Maintaining sessions across IPs

I’ve developed an application for our Project Managers, which uses SessionManagement currently set to a datasource. The Project Managers are all on laptops, and are constantly moving from docked (wired) to undocked (wifi). WiFi is currently configured on the same subnet as wired, but the IP will change in the transition from one to the other.

The PM’s sessions appear to expire during this transition, even though SessionTimeOut is set to 2 hours (internal intranet).

Is there a configuration of session storage/cookies/tokens that will help keep these sessions open?

TIA,
-Carl

I would ignore session storage for a bit and simply answer the question of whether or not they are getting a new jsessionID or CFID. If so, that means they’re getting a new session.

Also, do you have more than one server in play? Is there a load balancer in the mix? What is your sessionCluster setting set to?

No, no cluster at all. Single server.

I’ll see if I can’t monitor the CFID better for troubleshooting (sessiontype is currently Application, rather than j2ee)

Just open up the Chrome debugger and look at the cookies in your browser. Next, change your internet and refresh the page. Look at the cookie values to see if they changed. If so, confirm that the browser’s HTTP request headers still sent the old cookie.
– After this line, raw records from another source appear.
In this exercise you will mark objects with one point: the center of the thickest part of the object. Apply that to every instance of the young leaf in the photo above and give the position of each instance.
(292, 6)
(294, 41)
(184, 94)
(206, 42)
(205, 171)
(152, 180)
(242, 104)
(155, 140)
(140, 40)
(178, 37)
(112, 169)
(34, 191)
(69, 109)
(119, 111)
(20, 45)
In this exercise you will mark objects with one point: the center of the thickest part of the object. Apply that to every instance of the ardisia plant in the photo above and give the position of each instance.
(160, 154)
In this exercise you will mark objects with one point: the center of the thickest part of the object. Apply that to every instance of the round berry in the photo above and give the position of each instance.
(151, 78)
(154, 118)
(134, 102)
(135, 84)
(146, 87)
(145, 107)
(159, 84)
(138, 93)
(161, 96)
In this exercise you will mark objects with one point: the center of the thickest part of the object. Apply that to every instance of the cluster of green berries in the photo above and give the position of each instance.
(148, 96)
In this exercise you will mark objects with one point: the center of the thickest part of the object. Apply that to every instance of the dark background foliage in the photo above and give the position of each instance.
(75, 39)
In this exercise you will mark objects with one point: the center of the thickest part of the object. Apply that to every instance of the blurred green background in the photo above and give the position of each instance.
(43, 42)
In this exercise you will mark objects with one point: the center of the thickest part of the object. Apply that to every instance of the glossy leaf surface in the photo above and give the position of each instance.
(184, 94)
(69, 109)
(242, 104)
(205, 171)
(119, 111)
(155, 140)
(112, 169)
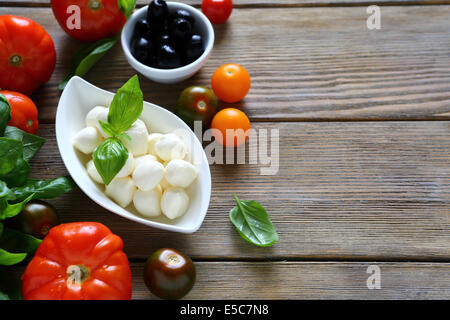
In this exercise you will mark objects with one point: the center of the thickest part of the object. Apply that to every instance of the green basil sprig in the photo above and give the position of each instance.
(253, 223)
(126, 107)
(87, 56)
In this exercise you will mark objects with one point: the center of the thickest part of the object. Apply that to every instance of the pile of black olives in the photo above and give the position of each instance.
(166, 39)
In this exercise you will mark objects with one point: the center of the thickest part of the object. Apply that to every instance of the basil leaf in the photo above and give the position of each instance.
(44, 189)
(126, 6)
(86, 57)
(10, 285)
(13, 240)
(12, 210)
(9, 259)
(109, 158)
(5, 113)
(126, 106)
(10, 151)
(31, 143)
(253, 223)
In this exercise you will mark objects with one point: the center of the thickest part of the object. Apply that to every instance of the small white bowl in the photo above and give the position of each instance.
(169, 75)
(78, 98)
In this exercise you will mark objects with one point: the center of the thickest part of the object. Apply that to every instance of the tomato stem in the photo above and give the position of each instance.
(95, 4)
(15, 60)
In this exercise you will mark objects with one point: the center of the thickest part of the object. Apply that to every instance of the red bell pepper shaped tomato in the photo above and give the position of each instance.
(78, 261)
(97, 19)
(27, 54)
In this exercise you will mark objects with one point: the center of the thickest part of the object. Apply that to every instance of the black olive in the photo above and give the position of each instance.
(180, 29)
(194, 48)
(168, 57)
(157, 11)
(141, 49)
(182, 13)
(141, 28)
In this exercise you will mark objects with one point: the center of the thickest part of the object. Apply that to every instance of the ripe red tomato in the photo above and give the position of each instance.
(217, 11)
(231, 127)
(78, 261)
(97, 18)
(27, 54)
(231, 82)
(23, 112)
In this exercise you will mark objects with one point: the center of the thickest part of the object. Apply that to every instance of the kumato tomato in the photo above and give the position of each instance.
(231, 127)
(97, 19)
(169, 274)
(36, 218)
(27, 54)
(217, 11)
(196, 104)
(231, 82)
(24, 114)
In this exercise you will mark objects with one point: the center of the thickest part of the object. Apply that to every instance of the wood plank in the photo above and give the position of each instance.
(306, 64)
(310, 280)
(362, 190)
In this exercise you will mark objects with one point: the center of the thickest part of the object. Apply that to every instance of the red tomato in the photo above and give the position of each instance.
(217, 11)
(23, 111)
(78, 261)
(97, 18)
(27, 54)
(231, 127)
(231, 82)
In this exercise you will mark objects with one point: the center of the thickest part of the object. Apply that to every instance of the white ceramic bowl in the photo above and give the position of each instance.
(169, 75)
(78, 98)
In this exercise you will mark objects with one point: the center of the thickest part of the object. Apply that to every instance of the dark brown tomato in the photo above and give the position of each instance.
(36, 218)
(169, 274)
(196, 103)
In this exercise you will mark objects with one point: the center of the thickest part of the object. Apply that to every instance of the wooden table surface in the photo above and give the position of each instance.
(364, 174)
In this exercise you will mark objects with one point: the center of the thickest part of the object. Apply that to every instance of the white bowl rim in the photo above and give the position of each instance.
(131, 216)
(174, 71)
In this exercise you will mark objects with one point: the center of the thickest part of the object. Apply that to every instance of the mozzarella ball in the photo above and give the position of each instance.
(96, 114)
(87, 139)
(153, 138)
(140, 159)
(170, 147)
(121, 190)
(180, 173)
(138, 133)
(148, 174)
(147, 202)
(174, 202)
(127, 167)
(93, 173)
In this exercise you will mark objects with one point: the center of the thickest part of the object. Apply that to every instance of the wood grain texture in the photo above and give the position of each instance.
(306, 64)
(310, 280)
(350, 191)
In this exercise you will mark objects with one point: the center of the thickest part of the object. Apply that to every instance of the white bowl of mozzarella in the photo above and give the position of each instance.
(165, 182)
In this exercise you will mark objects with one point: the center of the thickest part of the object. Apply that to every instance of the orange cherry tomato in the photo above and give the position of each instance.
(231, 127)
(23, 111)
(231, 83)
(78, 261)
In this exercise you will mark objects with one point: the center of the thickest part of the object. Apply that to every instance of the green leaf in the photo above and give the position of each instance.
(10, 285)
(11, 150)
(31, 143)
(126, 106)
(5, 113)
(9, 259)
(44, 189)
(253, 223)
(86, 57)
(109, 158)
(16, 241)
(12, 210)
(126, 6)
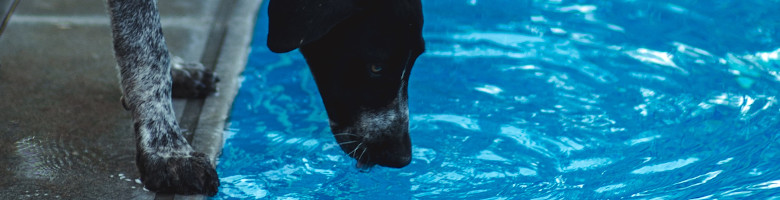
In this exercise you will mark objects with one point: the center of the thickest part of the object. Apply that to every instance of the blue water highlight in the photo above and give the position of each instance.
(538, 99)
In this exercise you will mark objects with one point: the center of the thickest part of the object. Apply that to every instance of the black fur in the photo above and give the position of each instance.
(361, 54)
I’m not aware of any Lucee setting that cares about the IP of the user. So long as the HTTP request comes in with a valid CFID cookie, the session should get picked up.

So I’m doing my own authentication, storing user data to the SESSION in a struct
SESSION.loggedinuser.[key]

Near as I can tell, during the transition from the networks, the SESSION id remains the same but the SESSION.loggedinuser struct is gone.
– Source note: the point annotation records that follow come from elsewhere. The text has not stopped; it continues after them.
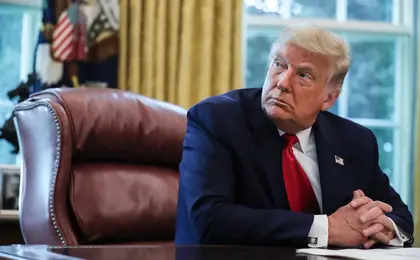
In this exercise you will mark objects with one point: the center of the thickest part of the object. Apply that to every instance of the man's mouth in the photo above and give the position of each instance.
(280, 102)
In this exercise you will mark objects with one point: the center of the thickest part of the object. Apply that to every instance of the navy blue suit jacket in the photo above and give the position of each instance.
(231, 188)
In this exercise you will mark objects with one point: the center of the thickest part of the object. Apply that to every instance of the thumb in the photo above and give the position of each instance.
(358, 194)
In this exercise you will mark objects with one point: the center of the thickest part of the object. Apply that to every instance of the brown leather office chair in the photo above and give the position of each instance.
(100, 166)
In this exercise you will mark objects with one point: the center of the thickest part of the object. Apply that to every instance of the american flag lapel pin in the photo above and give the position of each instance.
(339, 160)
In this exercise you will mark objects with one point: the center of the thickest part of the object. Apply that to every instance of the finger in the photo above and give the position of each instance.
(385, 221)
(381, 237)
(383, 206)
(372, 230)
(371, 214)
(358, 194)
(361, 193)
(369, 243)
(360, 201)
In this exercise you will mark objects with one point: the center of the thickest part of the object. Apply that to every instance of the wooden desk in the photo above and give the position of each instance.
(169, 252)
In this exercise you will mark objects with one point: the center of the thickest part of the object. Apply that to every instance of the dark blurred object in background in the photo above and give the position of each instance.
(22, 91)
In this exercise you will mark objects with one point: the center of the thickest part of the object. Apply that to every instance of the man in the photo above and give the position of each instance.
(273, 167)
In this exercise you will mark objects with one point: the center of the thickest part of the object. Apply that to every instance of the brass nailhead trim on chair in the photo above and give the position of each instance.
(56, 161)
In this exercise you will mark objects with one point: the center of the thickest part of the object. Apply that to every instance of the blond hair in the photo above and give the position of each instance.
(314, 39)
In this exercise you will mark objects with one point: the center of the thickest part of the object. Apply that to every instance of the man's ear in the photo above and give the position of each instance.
(331, 98)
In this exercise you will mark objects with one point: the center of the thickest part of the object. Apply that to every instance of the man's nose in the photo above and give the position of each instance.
(284, 81)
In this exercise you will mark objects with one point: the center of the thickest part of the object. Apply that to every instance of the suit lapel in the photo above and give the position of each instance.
(267, 152)
(329, 169)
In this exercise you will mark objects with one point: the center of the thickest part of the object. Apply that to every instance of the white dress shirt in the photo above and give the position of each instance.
(305, 153)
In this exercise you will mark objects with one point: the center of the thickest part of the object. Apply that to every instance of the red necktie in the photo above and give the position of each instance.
(299, 190)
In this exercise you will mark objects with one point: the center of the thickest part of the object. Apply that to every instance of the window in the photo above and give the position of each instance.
(19, 26)
(378, 90)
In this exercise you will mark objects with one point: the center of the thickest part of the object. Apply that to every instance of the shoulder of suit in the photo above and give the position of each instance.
(345, 125)
(228, 103)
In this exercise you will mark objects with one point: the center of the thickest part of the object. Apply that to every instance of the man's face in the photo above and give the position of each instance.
(295, 89)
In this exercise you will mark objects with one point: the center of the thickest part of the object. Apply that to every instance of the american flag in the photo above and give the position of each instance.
(69, 36)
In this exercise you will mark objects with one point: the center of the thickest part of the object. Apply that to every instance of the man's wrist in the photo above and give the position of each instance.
(331, 235)
(318, 234)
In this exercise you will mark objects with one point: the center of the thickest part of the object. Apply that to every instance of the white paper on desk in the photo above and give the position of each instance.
(366, 254)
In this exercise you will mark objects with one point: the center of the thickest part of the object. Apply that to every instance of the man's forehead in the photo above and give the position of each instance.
(291, 52)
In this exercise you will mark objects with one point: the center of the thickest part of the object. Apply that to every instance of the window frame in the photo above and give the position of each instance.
(31, 14)
(402, 25)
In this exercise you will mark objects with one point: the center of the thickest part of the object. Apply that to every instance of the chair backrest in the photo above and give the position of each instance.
(100, 166)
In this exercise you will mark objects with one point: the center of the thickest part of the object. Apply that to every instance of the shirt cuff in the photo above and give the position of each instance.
(399, 238)
(318, 234)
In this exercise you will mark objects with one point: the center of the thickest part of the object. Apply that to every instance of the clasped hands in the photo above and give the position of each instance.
(361, 222)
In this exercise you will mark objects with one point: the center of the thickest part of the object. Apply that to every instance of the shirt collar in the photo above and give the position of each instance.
(303, 137)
What exact version of Lucee? It shouldn’t make a difference, but that may come into play.

Run a test. Wipe your DB table and hit the site which should insert one new record in the table to represent the session. Usually the key includes the app name and session id, etc. Next change your IP and now check if a second record has been inserted into the DB table. If so, what is different about the primary key?

I’ve had a similar issue for a long time.

I found putting sessionRotate(); at the end of a request where the user logs in fixes the issue.